Many models of consistency effects, nonetheless, have followed this normative suggestion (e.g. Barber & O’Leary, 1997; Cohen & Huston, 1994; Cohen, Servan-Schreiber, & McClelland, 1992; O’Leary & Barber, 1993; Zhang & Kornblum, 1998; Zhang, Zhang, & Kornblum, 1999; Zorzi & Umilta, 1995). Zorzi and Umilta (1995), however, did explore the performance of an alternative version of their model that implemented between-process inhibition. They found that both models could account for performance equally well, and that in the end the only motivation for preferring within-process inhibition was theoretical consistency: because everyone else was doing it.
Kornblum et al. (1999) pointed out that having within-process inhibition can lead to explosive inhibitory feedback effects if activation values are allowed to go below zero (see Kornblum et al., 1999, p. 706).

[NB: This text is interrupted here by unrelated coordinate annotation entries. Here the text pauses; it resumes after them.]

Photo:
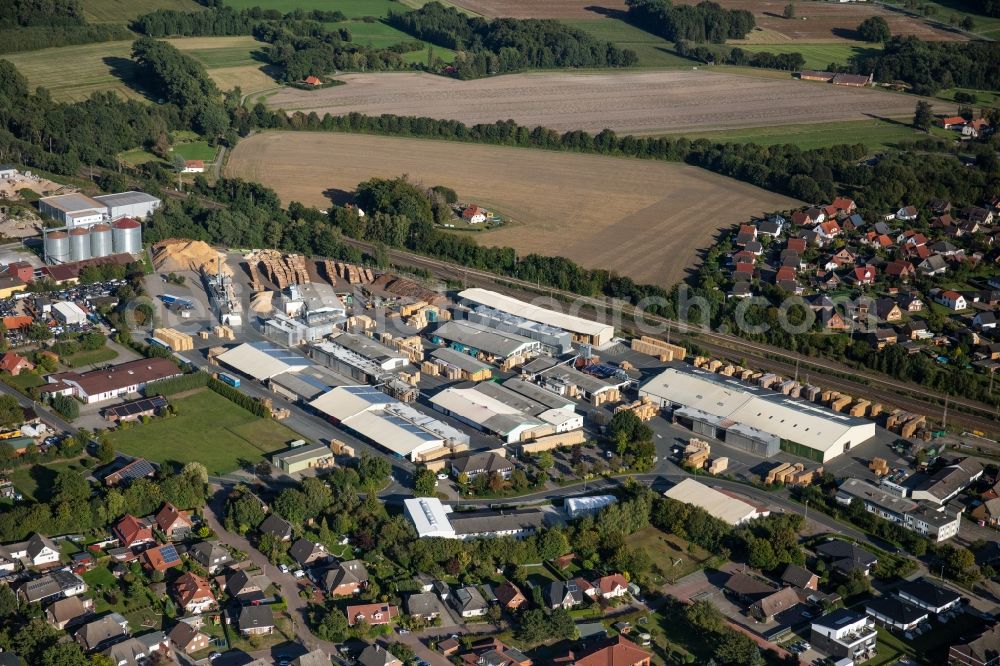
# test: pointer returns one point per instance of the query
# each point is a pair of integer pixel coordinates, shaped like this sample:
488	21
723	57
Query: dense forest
704	22
488	47
932	66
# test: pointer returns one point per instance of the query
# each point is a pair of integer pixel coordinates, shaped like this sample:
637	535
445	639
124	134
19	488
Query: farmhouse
717	503
108	384
753	418
582	330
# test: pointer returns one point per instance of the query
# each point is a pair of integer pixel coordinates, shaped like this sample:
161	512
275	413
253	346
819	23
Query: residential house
306	552
933	265
766	609
800	577
423	605
255	620
371	614
510	596
468	602
131	532
277	527
895	613
193	593
981	651
474	464
864	275
245	587
69	611
211	555
985	321
345	578
951	300
173	522
846	557
188	638
160	558
376	655
844	634
15	364
886	309
901	270
618	651
612	587
102	632
139	650
53	585
38	551
929	596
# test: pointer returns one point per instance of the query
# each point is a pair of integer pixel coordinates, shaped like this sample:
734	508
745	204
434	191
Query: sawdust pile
175	254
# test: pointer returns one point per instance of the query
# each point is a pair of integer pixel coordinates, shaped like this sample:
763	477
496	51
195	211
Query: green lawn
89	357
208	429
350	8
875	134
35	481
378	35
817	56
672	557
653	51
123	11
196	150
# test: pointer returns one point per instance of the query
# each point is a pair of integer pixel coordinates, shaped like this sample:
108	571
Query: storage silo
57	247
127	236
79	243
100	241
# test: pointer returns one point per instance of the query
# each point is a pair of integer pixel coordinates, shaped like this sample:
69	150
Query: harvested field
814	22
641	218
652	102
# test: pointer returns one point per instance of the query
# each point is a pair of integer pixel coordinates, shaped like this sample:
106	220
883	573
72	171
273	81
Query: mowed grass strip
208	429
350	8
653	51
875	134
817	56
123	11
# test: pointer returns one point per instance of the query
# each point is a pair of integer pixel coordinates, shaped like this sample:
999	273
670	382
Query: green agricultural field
209	429
653	51
196	150
73	73
123	11
36	481
378	35
818	56
875	134
350	8
672	557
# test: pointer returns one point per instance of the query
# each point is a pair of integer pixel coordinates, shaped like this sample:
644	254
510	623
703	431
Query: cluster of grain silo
94	241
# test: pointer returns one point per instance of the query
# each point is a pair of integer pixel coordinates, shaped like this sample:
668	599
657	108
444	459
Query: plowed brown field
654	102
643	219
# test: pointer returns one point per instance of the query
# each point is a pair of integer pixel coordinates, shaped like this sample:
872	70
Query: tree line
932	66
704	22
496	46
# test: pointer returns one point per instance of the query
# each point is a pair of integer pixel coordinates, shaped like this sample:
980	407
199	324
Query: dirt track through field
655	102
644	219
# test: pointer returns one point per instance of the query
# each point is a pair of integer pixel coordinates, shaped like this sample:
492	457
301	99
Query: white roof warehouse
582	330
729	405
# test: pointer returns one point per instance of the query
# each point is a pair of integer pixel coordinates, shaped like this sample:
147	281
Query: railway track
962	412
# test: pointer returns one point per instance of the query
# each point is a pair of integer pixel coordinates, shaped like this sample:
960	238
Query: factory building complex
95	227
754	419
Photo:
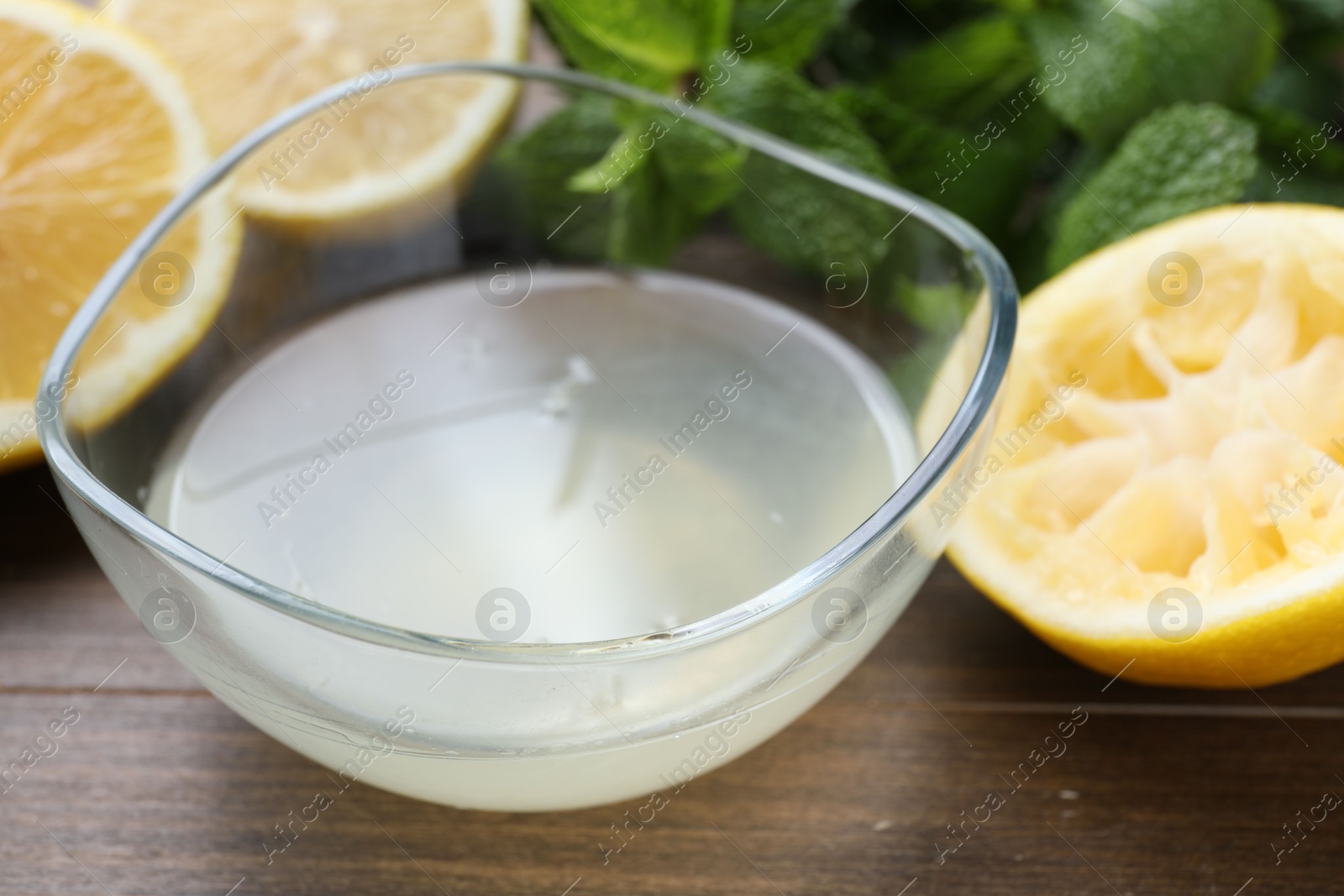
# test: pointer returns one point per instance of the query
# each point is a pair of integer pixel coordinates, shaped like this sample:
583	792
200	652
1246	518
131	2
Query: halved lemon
1164	493
97	132
378	147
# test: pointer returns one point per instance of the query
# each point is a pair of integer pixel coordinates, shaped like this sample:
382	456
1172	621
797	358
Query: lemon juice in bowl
459	513
615	457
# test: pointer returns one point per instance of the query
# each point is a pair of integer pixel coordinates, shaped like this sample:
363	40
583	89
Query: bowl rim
945	453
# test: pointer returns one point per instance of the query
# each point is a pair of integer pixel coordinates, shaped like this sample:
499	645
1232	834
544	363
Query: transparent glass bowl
515	725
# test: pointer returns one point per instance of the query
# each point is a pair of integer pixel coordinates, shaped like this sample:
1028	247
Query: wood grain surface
159	789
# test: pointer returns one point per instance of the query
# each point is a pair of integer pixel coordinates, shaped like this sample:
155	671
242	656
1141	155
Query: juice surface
620	453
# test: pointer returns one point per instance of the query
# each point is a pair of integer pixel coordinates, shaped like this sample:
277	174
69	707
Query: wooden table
159	789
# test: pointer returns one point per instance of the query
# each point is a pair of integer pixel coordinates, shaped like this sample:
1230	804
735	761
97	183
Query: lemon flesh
383	144
1164	492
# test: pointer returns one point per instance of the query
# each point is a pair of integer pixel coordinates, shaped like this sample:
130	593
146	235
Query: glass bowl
900	344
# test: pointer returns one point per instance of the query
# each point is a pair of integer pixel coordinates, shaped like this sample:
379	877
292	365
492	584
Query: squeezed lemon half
1164	492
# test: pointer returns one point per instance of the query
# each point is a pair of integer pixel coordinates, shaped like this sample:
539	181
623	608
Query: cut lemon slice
376	148
96	134
1164	493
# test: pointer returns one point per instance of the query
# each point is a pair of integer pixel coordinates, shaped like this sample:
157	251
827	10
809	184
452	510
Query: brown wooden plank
159	789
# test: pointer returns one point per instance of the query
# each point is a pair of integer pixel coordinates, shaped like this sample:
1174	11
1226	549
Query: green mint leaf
964	74
1330	13
539	168
1175	161
979	172
788	107
786	34
665	176
799	217
647	42
1294	145
1139	55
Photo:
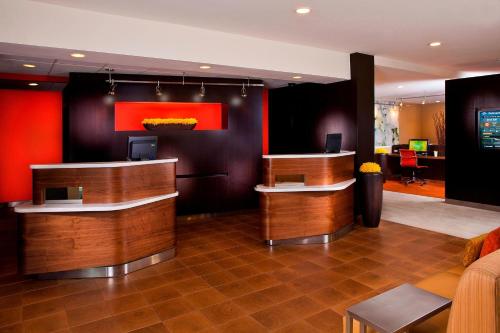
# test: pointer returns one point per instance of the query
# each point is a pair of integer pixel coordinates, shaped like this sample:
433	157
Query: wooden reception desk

Zorzi and Umilta (1995) and Cohen and Huston (1994) dealt with this by constraining the output of units between 0 and 1. Instead of adding this additional constraint on the dynamics of processing, Kornblum et al. (1999) implement between-process inhibition. By using this alternative inhibition mechanism, and forcing fewer constraints on processing (because output could be either positive or negative with no ill consequences to the model), they were still easily able to account for performance in Simon tasks, Stroop-like tasks, and their factorial combinations.